Sul perché questo specifico sub-quadrante caucasico sia così importante dal punto di vista della cosiddetta guerra dei tubi del gas è presto spiegato. L'Azerbaijan è un colosso dell'energia che commercia sia gas che petrolio estratto soprattutto dall'area del Mar Caspio di sua competenza per lo sfruttamento energetico. Questo specifico flusso di gas è – oserei dire – vitale per l'intera Europa. A maggior ragione dopo la demolizione del gasdotto North Stream che portava il gas dalla Russia alla Germania (e da qui all'Europa intera) passando sotto il Baltico; per non parlare poi dell'ormai quasi certo blocco del gas russo verso l'Europa attraverso i gasdotti ucraini visto che anche il presidente della azienda ucraina Naftogaz, Alexey Chernyshov, ha dichiarato che l'accordo di transito del gas russo (in scadenza nel 2024) non verrà rinnovato, cosa che ovviamente comporterà il blocco completo del flusso.
Dunque il gas azero è sempre più vitale e importante per l'Europa,
soprattutto in considerazione del fatto che fluisce in abbondanza (e a
buon mercato) attraverso un gasdotto, il Trans-Adriatico (Trans Adriatic
Pipeline), il quale a sua volta si riconnette al gasdotto turco
Transanatolico (TANAP) che a sua volta si riconnette al gasdotto
sud-caucasico (SCP) che parte dai giacimenti azeri e che passa
attraverso la Georgia per arrivare in Turchia. Dunque una colossale
opera che complessivamente parte in Azerbaijan, continua in Armenia,
attraversa l'Anatolia e infine arriva prima in Grecia, poi in Albania e
qui attraversa l'Adriatico arrivando finalmente in Italia con i suoi
preziosissimi 10 miliardi di metri cubi di gas all'anno. Oro per
un'Europa ormai affamata di energia.
Immagine 4: i gasdotti Trans-Adriatico, Trans-Anatolico e Sud-Caucasico che portano il gas azero in Italia e in Europa.

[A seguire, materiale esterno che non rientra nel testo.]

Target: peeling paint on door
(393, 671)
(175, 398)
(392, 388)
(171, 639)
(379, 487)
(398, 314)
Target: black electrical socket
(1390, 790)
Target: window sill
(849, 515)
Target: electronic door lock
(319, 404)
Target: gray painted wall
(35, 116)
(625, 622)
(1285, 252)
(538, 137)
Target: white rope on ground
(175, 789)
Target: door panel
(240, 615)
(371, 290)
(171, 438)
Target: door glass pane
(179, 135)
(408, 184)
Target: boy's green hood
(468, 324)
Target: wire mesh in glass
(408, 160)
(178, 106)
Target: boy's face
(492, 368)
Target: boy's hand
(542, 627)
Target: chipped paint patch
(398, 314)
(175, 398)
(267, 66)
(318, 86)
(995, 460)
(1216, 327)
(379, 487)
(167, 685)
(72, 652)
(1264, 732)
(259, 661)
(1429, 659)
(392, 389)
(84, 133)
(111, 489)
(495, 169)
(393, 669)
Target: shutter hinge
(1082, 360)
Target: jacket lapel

E' chiaro che una nuova esplosione dei due conflitti del sud Caucaso (quello Azero-Armeno e quello Russo-Georgiano) metterebbe in pericolo anche questa fondamentale fonte di approvvigionamento energetico per l'Europa. Cosa questa che sanno benissimo sia i russi, che gli americani e ovviamente i turchi sempre bravissimi a trarre ogni vantaggio possibile da qualsiasi arma di ricatto utilizzabile contro l'Europa; fate memoria su come Erdogan - il nuovo Sultano della Sublime Porta - ricattò l'Europa sulla gestione dei flussi di profughi provenienti dalla Siria in guerra.

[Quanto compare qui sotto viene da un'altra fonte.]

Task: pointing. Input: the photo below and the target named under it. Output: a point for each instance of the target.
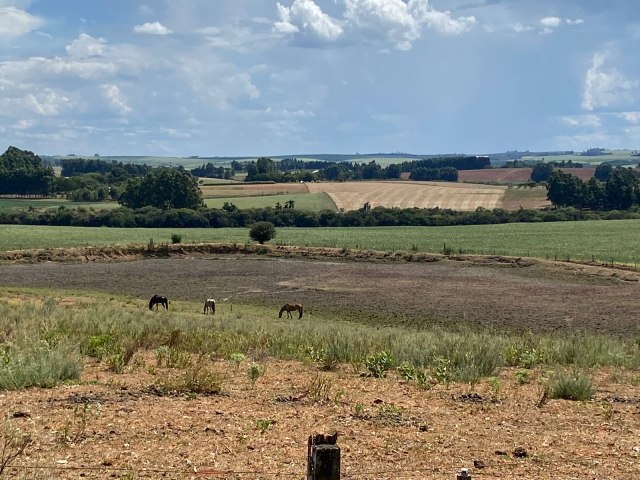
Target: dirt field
(537, 297)
(408, 194)
(114, 426)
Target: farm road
(540, 297)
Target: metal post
(323, 457)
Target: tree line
(153, 217)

Concluderemo questa analisi sulla guerra dei tubi del gas con un ulteriore articolo sul sub-quadrante mediorientale anche esso in forte fibrillazione e anche esso di importanza fondamentale per la sicurezza energetica europea (ma questa volta anche per quella cinese). Ma possiamo già anticipare che l'arco di crisi che parte in Ucraina, continua nel Mar Nero, si dirama a est verso il Caucaso meridionale e a sud verso tutto il Medio Oriente fino al Sinai assume sempre di più – se visto dal punto di vista energetico – come una guerra contro l'Europa che rischia di rimanere con l'energia al lumicino e con ciò a forte rischio di desertificazione industriale. Cosa questa ben notata proprio in questi giorni dall'ex Presidente russo Dmitry Medved che in un post su Vkontakte ha commentato: "Gli Stati Uniti approfittano della difficile situazione in Europa per avviare la reindustrializzazione a spese degli altri. Un altro conflitto nel Vecchio Mondo rappresenta un'eccellente opportunità per rilanciare l'economia americana sia attraverso il tradizionale complesso militare-industriale che attraverso le nuove industrie high-tech provenienti dall'Europa. Le aziende europee, colpite dai prezzi del gas e di altre materie prime, stanno spostando le loro operazioni all’estero. Gli Stati Uniti si stanno reindustrializzando con l’aiuto esterno, e i paesi europei più forti stanno attraversando una fase di stagnazione e deindustrializzazione”.
Parole emblematiche e molto significative.